If you agree with the Jets Decision to all-out blitz Raiders QB Derek Carr on the final play or not, I hope you see that the Jets did not put their defense in the best position to succeed on that play. The Jets assigned undrafted rookie Lamar Jackson (not that one, the other one) to cover speedster Henry Ruggs one on one. I don’t know how Jackson played the rest of the game, but on that play, he got beat terribly by Ruggs, who had an absolutely awful game until the last play of the game. When I saw it unfolding live, and saw Ruggs two yards in front of Jackson and the ball floating right into his arms, I couldn’t believe there was no Jet back on the goal line. What did the Jets think the Raiders were going to do, considering that there were 13 seconds on the game clock when the play began and the Raiders had no time outs? The Raiders had to throw the ball into the end zone, but yet the Jets chose to defend their end zone with only one cement-footed defender against a world-class sprinter. And because of that, the Jets (and I) lost, although Derek Carr deserves a lot of credit.
Multiple Jets players openly questioned their “strategy” on that last fateful play, and NBC Sports reported on Monday that the Jets fired Defensive Coordinator Greg Williams. I think that if the Jets would have sacked Carr, Williams would be a hero today. Instead, because his play did not work, he’s fired. Consider that the real difference might be that the eight Jet rushers could not beat the seven Raider blockers, enabling Derek Carr enough time to make a great play. Maybe the Jets should also call out the eight who could not get by seven.
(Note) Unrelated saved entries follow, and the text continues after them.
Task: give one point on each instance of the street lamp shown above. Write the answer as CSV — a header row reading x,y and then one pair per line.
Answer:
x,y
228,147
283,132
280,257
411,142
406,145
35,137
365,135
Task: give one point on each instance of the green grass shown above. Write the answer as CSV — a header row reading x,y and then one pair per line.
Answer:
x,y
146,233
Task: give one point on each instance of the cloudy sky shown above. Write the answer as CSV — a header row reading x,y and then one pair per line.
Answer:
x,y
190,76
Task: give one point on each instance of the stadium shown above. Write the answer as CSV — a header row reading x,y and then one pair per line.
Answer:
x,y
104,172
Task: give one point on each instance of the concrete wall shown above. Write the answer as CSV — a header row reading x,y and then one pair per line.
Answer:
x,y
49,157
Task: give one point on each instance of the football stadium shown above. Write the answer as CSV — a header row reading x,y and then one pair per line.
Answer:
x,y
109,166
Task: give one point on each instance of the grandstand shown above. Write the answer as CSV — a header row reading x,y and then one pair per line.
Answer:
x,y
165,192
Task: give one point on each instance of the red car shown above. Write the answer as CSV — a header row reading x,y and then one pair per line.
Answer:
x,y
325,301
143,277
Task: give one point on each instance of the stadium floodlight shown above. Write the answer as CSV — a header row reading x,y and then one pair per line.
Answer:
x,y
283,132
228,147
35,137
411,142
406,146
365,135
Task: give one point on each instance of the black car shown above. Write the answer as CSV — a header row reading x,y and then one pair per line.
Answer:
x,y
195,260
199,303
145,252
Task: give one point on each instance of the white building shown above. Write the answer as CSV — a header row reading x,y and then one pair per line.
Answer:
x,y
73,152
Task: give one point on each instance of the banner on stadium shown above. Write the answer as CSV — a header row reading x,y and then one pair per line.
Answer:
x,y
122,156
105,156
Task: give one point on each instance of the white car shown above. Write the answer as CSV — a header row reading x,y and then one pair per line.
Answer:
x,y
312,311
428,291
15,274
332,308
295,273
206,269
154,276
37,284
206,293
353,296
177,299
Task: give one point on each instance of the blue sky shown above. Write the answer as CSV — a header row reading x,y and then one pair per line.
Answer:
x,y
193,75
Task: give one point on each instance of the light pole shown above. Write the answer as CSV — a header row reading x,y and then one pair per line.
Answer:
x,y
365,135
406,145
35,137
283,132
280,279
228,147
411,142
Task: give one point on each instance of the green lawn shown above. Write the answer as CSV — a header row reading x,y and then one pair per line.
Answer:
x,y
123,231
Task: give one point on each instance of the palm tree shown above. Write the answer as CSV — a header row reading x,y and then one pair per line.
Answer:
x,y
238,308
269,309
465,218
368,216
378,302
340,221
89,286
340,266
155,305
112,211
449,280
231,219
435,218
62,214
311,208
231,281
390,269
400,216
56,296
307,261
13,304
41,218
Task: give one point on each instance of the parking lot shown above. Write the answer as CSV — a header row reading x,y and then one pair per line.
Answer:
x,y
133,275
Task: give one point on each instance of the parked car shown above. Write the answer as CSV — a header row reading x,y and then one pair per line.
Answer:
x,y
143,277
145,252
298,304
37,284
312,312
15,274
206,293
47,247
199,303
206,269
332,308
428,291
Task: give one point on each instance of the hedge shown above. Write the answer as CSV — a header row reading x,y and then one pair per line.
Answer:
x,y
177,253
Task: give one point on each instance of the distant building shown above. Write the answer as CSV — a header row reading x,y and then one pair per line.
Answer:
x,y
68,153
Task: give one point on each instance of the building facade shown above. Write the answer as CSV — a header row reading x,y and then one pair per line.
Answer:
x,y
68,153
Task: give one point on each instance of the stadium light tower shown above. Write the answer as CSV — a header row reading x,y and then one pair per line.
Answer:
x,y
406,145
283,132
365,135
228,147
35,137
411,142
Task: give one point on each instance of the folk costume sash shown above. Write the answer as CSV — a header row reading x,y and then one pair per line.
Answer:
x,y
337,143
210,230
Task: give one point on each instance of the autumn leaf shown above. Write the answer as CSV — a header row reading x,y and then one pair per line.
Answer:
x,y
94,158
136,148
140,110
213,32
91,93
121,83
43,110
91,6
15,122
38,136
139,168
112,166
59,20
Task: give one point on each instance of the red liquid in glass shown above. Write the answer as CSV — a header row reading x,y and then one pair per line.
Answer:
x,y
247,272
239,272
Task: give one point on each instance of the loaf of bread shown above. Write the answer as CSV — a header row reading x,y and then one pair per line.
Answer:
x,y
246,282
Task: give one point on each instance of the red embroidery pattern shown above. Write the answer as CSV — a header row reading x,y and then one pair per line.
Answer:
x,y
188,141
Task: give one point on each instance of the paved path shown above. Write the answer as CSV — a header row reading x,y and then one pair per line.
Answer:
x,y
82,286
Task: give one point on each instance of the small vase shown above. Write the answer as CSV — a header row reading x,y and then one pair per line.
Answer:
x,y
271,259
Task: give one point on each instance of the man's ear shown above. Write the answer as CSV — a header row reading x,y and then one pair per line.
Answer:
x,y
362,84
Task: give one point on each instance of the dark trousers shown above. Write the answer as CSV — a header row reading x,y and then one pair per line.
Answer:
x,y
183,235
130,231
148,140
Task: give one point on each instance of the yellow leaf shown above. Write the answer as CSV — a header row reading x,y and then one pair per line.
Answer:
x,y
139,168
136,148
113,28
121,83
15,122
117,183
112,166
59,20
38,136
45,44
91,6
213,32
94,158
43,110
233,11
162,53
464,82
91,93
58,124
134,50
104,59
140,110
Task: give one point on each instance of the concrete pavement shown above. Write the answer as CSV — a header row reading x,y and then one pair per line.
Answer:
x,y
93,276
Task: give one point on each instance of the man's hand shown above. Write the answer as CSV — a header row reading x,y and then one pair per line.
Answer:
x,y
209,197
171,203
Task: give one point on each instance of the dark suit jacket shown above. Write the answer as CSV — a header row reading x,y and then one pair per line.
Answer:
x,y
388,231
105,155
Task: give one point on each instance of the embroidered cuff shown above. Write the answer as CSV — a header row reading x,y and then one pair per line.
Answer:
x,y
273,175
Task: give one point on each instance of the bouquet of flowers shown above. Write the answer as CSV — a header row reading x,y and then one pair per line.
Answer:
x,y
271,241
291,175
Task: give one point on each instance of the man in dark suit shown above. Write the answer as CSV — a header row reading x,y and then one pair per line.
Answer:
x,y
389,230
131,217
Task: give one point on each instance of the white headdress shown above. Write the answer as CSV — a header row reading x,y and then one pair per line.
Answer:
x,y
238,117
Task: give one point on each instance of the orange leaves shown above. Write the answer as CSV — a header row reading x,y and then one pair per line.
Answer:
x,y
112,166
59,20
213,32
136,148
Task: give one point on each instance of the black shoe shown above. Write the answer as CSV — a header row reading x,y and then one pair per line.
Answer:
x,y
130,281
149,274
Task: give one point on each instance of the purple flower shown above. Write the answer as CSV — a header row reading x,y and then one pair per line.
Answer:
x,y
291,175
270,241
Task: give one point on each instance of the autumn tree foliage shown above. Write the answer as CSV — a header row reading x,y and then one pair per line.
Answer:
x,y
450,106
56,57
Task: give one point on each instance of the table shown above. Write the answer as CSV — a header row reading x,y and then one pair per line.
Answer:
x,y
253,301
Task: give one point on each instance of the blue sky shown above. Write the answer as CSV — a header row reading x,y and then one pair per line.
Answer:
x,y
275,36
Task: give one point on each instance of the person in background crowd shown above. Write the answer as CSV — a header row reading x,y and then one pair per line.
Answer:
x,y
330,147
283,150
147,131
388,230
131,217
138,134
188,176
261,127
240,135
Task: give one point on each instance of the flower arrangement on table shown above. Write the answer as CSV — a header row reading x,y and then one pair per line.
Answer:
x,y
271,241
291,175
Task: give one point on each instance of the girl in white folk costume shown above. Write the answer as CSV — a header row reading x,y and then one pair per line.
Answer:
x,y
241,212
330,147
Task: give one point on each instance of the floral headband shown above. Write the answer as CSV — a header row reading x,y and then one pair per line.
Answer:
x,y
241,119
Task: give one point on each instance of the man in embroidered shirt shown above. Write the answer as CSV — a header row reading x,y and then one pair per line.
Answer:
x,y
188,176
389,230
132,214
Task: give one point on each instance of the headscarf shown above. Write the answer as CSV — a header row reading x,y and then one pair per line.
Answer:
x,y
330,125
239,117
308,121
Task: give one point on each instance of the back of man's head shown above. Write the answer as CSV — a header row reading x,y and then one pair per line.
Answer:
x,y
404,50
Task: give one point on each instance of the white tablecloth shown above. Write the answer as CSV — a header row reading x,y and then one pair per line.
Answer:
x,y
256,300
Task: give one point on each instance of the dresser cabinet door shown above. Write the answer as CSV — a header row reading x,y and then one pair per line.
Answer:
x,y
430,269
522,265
One last thing about this. This is exactly why players like Antonio Brown and Terrell Owens are in demand in the NFL, in spite of giant character problems. When the ball is in the air, Brown will do anything he can to catch it, while players like Henry Ruggs look for excuses to come up just short. I really believe that if the Jets defenders had the mental make up of Brown and Owens, they would have found a way to get to Carr. If you were an NFL coach whose living depended on your players making the plays to make you look good, who would you want on your team?
In spite of a 4-2 record last week, I again lost on the 49ers!!! I guess I could not be a member of the US Senate, because I’ll do everyone a favor and stick by what I said last week and offer no opinions on any game involving the 49ers for the rest of the year. (I mean season, because I won’t start again on Jan. 1) If you are one of the few who took my advice on any 49er game, take solace that there will be no more 49er incorrect predictions from me.
Luckily, there are 31 other teams for me to misunderstand. Here are my picks for Week 14 (the first week of fantasy playoffs in many leagues) against the spread on espn.com/nfl/lines
Houston Texans (-1 ½) at Chicago Bears It appears to me that the Bears have gone into early hibernation and some players are taking money under the pretext of giving 100% effort.
Cincinnati Bengals (+3 ½) vs. Dallas Cowboys See above because it applies to the Cowboys as well, except real Cowboys don’t hibernate.
Miami Dolphins (+7) vs. Kansas City Chiefs It bothers me, and maybe no one else, that the Chiefs only move the ball when they throw it.
New York Giants (+2) vs. Arizona Cardinals I see two teams moving in opposite directions, with the Giants going the right way.
Tampa Bay Buccaneers (-6 ½) vs Minnesota Vikings I think the Bucs will win by a lot for many reasons…Bucs coming off a bye, Tom Brady, Kirk Cousins, Cook vs. the Bucs run defense, and Bucs receivers vs. the Vikings secondary to name a few off the top of my head.
NY Jets on the money line vs. Seattle…jk
Pittsburgh Steelers (+2 ½) at Buffalo Bills Many times, a loss like Pittsburgh had on Monday makes a team better. Or maybe it’s showing the world the flaws the Steelers have. I’ll bet the former.